While hope of these connected devices becoming as ubiquitous as smartphones is far, and perhaps even unfair, the bottomline right now for you — the humble Indian consumer — is this: Do not bother with the third, fourth and fifth place contenders unless you know what are doing. We wouldn’t say the time is here for you to rally entirely behind either Google Assistant or Alexa but if you must, we’d recommend that you pick up devices with one of these installed in it (like Amazon Echo or the Lenovo Smart Display), prefer electronics and appliances that support one of these and download either of their apps on your phone.

Other great things

 

Connected homes 

Plastering screens, cameras and microphones into every single home appliance, CES is the prime destination for turning your home into the wet dream of government surveillance officials. From robot butlers, kitchen TVs and more sleep trackers, this year’s event did not disappoint. LG slapped cameras and screens on a new range of refrigerators and said it can now suggest recipes based on the items you have stored inside. Of course, it supports Amazon Alexa. Not to be left behind, Whirlpool also showed off a range of home appliances that can take voice commands and connect to your virtual assistants of choice.

AR and VR

We are always a bit sceptical of augmented and virtual reality products but the event showcased some noteworthy evolution of the technologies. They are definitely not ready for prime time nor ready to totally revolutionise everything you see and hear, but the little things do count. A company called Vuzix demoed the Blade AR, an Alexa-enabled smart glass that promises voice-controlled access to messages, connected devices and information when you need it. HTC presented its Vive Pro VR headset that makes it more expensive than the current gen Vive but offers a higher-resolution display, a comfierfit and an option to avoid a wired connection to a computer.


On display

TVs and other screens, in general, form a large part of the CES roster. While seeming superfluous at first, many of these products trickle down in one form or another into our living rooms. Smart TVs? Curved TVs? 4K? All these technologies once started as propositions at past CES. From LG this year, we were wowed by a 65-inch Roll Up TV — a display that simply rolls up into its base once it’s done entertaining you. The company also brought a thunderous 8K TV to the show while Nvidia showcased blazing fast displays that will take gaming to the next level. Samsung, meanwhile, crashed the party with a 146-inch “Wall TV”. Playing to the ridiculously rich was Sony with its drop-dead gorgeous $30,000 4K projector that has more bells and whistles than the Queen’s personal band.

Project Linda

One trend that we always welcome is efforts to unify our gadgets. There are many of us who unwillingly toggle between a phone (to get through the day), a tablet (to wind down) and a laptop (to get work done). Building on the back of concepts like Microsoft’s Continuum and Samsung DeX, which upscale your powerful smartphone into a PC when connected with an appropriate larger screen, mouse and keyboard, gaming company Razer showed off ‘Project Linda’. It’s a laptop shell that cleverly takes in the beastly Razer Phone where the trackpad should be and boots up like an android-powered PC, making it the most seamless implementation of the unification concept we’ve seen so far.

Wild Ones

What’s a good trade show 

without the customary cavalcade of crazy contraptions?

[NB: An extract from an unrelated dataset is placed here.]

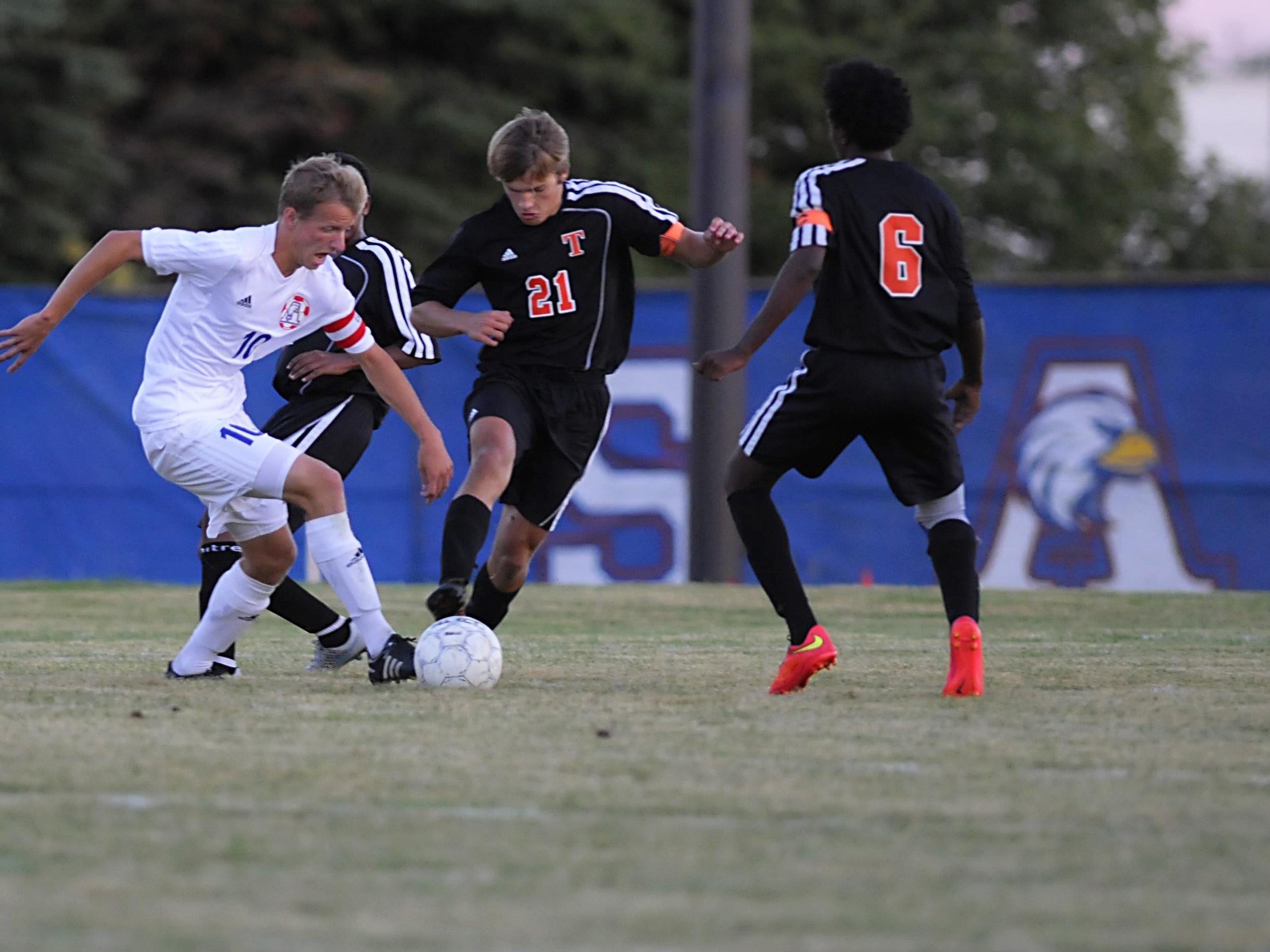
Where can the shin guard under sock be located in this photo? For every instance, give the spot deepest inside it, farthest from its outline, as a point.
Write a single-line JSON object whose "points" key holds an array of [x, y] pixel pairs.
{"points": [[216, 559], [237, 601], [342, 561], [488, 604], [467, 527], [767, 545], [953, 549], [303, 609]]}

For fans of the fantastical, we present the weirdest gadgets of CES:

ForwardXCX-1

How about a self-driving carry-on strolley that follows you around like a house elf around the airport? Price: $400 (Expected)

Somnox

A pillow that mimics human breathing so that you can cuddle with it at night to sleep better. 

Geek level: Forever alone. 

Price: $549

Kohler Numi

Alexa, please flush my poop — that is the promise of this internet-connected toilet. 

Price: $5,625 and up.

Modius

Exercise is for sissies. Some of

us like to zap our vestibular 

nerve to watch our weight. 

Price: $500

Laundroid

We all hate folding laundry but will you play Rs 10 lakh for a cabinet that does it for you? A company called Laundroid thinks so.